Introduction to PnR

Place-and-Route (PnR) is a critical step in the CGRA flow, where hardware resources are configured based on application logic.

The input to PnR tolchain is usually a netlist, the same type of hypergraph used in ASCI and FPGA. The details of hypergrpah can be found here. Essentially the input is a list of nets and in each net there is one output pin/port that drives one or more input pins/ports. We will use pin and ports interchangably throughout this documentation. In out CGRA, the ports are either 16-bit or 1-bit, such as data0 and wen.

The figure below shows the PnR result for a 2x2 grid (credit: Steve).

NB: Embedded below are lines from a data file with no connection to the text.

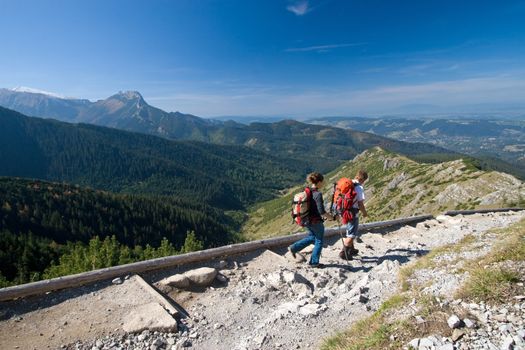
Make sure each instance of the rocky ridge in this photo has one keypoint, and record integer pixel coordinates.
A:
(400, 187)
(268, 301)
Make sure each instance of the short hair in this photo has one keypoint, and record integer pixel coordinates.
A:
(362, 174)
(314, 178)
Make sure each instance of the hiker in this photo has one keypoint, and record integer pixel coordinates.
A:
(314, 225)
(352, 225)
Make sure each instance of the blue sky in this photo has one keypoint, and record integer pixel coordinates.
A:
(271, 57)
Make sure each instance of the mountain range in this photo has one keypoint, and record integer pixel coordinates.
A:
(482, 137)
(322, 147)
(400, 187)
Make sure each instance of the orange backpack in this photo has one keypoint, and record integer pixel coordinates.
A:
(301, 207)
(343, 199)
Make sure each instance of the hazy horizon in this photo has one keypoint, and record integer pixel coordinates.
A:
(301, 58)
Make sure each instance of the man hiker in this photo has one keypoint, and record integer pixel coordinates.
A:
(314, 224)
(352, 226)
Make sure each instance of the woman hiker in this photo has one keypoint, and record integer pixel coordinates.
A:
(315, 226)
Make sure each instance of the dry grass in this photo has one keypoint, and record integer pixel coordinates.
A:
(491, 279)
(488, 282)
(427, 261)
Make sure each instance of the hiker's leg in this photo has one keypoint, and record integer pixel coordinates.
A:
(318, 232)
(351, 233)
(301, 244)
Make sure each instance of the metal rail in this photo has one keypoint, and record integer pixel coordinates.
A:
(44, 286)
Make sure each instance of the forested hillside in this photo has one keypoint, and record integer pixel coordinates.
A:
(43, 221)
(228, 177)
(323, 147)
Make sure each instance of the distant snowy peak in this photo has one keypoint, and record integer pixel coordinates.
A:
(130, 95)
(36, 91)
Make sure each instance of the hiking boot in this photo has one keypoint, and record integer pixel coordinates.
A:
(292, 253)
(352, 251)
(297, 257)
(317, 266)
(345, 253)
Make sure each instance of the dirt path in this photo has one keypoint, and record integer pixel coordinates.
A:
(268, 302)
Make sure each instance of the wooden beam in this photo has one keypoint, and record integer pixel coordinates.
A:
(70, 281)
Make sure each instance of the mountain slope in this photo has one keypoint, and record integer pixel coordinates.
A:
(323, 147)
(41, 221)
(492, 139)
(400, 187)
(224, 176)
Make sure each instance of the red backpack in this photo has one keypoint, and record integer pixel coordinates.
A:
(343, 199)
(301, 207)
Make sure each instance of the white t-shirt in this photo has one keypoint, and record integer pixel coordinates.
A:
(360, 193)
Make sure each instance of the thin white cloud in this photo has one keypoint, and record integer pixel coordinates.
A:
(299, 8)
(321, 48)
(497, 90)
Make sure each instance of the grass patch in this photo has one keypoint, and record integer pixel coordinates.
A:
(427, 261)
(489, 285)
(490, 282)
(382, 330)
(370, 333)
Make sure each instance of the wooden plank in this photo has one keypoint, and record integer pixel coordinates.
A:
(479, 211)
(70, 281)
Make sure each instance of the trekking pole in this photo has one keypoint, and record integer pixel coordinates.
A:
(342, 240)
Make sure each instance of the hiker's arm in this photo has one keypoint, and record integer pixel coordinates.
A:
(362, 208)
(318, 199)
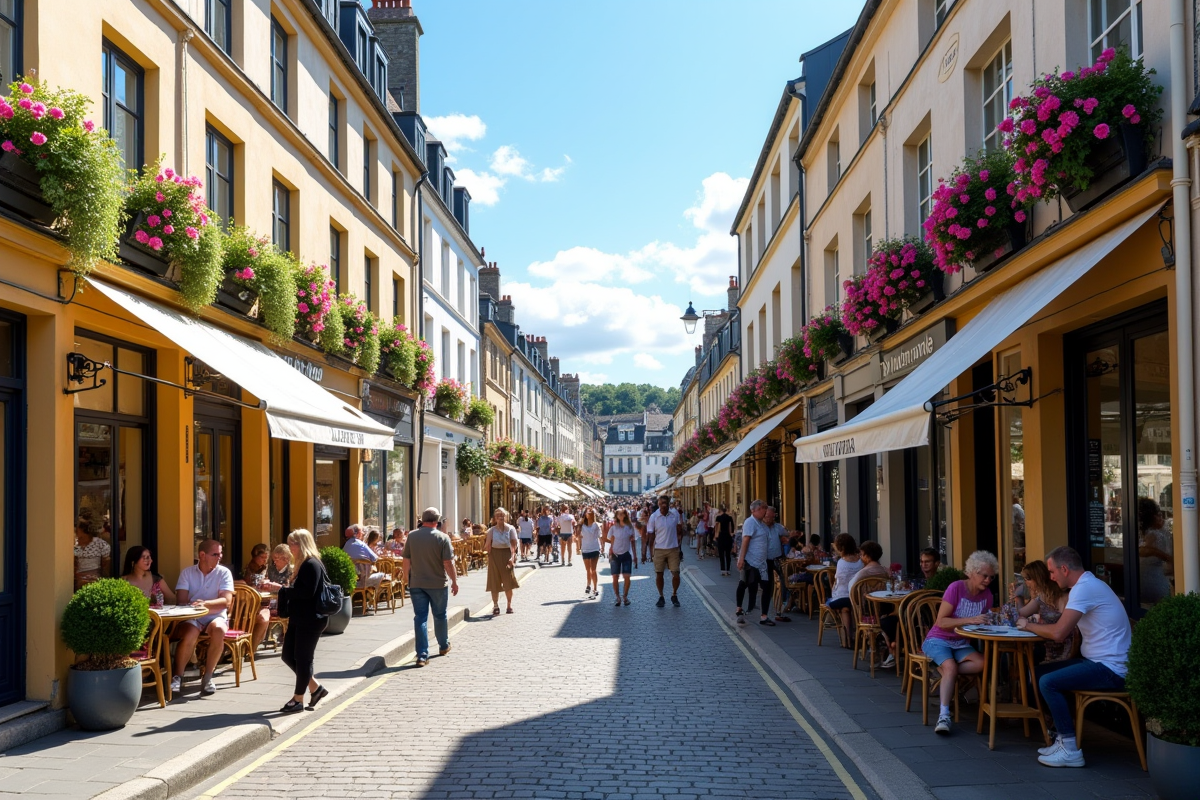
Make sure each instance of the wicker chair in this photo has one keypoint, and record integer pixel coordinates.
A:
(867, 626)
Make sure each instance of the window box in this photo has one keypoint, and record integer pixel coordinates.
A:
(21, 190)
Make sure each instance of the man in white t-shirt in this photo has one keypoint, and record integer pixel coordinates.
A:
(209, 585)
(565, 525)
(664, 534)
(1102, 620)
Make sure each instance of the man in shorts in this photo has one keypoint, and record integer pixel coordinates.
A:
(664, 534)
(525, 534)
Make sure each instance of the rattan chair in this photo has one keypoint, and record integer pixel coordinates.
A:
(867, 625)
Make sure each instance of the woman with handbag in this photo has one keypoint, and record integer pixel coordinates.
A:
(299, 605)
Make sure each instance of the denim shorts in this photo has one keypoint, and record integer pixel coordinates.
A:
(942, 650)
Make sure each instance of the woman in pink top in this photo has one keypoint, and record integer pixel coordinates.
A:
(965, 602)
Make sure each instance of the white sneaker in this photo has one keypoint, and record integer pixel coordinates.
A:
(1062, 757)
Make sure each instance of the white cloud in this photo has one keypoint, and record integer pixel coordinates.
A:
(647, 361)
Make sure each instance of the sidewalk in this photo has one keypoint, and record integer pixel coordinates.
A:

The output from the PnR toolchain is usually a bitstream, which encodes the control logic and will be load to the chip to perform computation. In our CGRAFlow, cgra_pnr outputs an assembly-level human-readable code that can be directly compiled into bitstream through bsbuilder. The reason to use an assembly-level is that we can easily see which part goes wrong. Also bsbuider has many built-in checks so if PnR tools produce an illegal result, the mistake will be caught by bsbuilder. However, as garnet becomes more and more mature, PnR tools may choose garnet to generate bitstream directly.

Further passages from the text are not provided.